My eldest is in his Reception year at school. I only get to do school drop off for two days each school week because I do long hours during my three work days. I would love to drop off everyday but I am very grateful that I at least get to do two each week. Yesterday started like any normal day, the early rise as usual. Me thinking I have hours to get ready (when in fact we do have about 3.5 hours (so why is there ALWAYS, I repeat ALWAYS) a last-minute dash to beat the bell at school? Does this just happen to me?


Reception

So after the 3 hour-long battle to get both boys, washed, dressed, fed and ready we were dashing off to school once again to beat the bell. We got there just in time for final goodbyes, a kiss, a quick hug and a little wave. Me stood with Flixster waving the boy off, watching him to the last-minute until he goes through the door and turns left into the cloakroom out of sight. It was then that it hit me.

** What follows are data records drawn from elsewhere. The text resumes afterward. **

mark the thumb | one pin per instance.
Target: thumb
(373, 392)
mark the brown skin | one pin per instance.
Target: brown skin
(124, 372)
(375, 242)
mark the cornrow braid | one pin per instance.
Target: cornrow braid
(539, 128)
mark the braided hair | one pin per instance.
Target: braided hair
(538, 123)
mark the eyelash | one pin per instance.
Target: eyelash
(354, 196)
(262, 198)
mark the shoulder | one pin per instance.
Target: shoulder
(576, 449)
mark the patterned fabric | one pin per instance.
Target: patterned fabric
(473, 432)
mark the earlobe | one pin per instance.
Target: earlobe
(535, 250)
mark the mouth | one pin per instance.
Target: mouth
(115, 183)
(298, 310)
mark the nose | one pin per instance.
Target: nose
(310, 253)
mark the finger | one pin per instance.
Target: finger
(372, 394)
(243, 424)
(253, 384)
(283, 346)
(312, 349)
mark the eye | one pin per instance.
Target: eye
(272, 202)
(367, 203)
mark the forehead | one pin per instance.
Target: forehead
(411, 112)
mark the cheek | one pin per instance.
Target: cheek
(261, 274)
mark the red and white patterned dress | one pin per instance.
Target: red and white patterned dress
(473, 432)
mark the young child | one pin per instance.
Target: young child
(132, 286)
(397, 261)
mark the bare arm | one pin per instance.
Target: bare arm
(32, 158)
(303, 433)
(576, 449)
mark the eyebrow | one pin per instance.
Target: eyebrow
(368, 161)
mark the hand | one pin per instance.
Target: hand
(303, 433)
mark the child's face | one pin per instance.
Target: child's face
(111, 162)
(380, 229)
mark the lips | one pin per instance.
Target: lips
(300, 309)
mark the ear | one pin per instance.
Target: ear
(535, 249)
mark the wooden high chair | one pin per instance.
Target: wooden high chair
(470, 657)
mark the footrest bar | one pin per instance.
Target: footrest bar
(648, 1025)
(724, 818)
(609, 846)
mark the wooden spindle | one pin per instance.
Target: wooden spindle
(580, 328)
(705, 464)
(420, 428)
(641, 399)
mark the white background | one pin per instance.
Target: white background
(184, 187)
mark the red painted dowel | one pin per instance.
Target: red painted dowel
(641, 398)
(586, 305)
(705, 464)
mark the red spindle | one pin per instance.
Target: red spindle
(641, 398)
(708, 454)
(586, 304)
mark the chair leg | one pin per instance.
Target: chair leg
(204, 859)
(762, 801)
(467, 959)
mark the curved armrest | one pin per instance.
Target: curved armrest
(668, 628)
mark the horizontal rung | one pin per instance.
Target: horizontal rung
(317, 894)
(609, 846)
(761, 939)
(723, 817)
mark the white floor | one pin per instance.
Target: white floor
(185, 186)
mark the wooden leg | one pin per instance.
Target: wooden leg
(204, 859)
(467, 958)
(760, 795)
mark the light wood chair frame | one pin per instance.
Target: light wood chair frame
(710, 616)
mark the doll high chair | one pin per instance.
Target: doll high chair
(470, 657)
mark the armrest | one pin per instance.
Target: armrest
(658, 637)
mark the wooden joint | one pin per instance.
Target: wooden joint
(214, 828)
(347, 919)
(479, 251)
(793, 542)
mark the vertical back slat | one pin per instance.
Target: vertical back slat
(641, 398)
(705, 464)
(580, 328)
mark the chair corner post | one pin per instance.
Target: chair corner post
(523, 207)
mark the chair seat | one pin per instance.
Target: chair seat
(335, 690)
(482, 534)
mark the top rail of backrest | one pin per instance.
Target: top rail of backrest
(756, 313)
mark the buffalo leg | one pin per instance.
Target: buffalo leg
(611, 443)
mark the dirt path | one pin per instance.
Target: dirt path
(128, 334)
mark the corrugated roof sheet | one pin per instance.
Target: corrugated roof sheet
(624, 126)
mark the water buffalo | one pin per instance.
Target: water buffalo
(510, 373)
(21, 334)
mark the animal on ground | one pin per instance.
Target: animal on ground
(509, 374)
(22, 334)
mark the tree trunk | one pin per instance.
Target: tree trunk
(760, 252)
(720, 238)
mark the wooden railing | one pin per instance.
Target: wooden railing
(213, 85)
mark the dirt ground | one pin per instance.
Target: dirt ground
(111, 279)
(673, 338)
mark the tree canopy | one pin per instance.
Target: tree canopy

Like I walked into a solid brick wall.

Thump
That was it, that moment, he only has a week left in reception. He is finishing reception, how did this happen? Why was I so sad?
Another milestone, another glaringly obvious reminder that time never stops.
It only seems like two minutes since I was dropping him off for his taster sessions with a tear in my eye. I was sad back then because he was growing up, school were stealing my baby away. I didn’t know when I dropped him off back then that he’d end the school year in a different school. Due to our house move and the opportunity to move schools he only spent one term at his original school and the other two terms at a different one. He has settled in so well at his new school, he still talks about the old one quite a bit but knows his new one is here to stay. I know I should feel happy but I didn’t. In that very moment I just wanted to hug him and cry quietly and not let go…ever. I felt even worse letting him go because I’d only just told him off for stamping on my foot and marking my new shoes, it seems so trivial, I should have just let it go and spent longer hugging him instead.
I’m not sure I like being reminded of time passing, I’m sure everyone feels the same. Some times I need the world to stop moving so I can take an extra few moments to appreciate it.

Reception

 

I need the boys to make sure they know I love them, I need to bottle their little smell, frame their tiny little hands and the trusting look they give you when they need reassurance. I need to appreciate every single moment in time.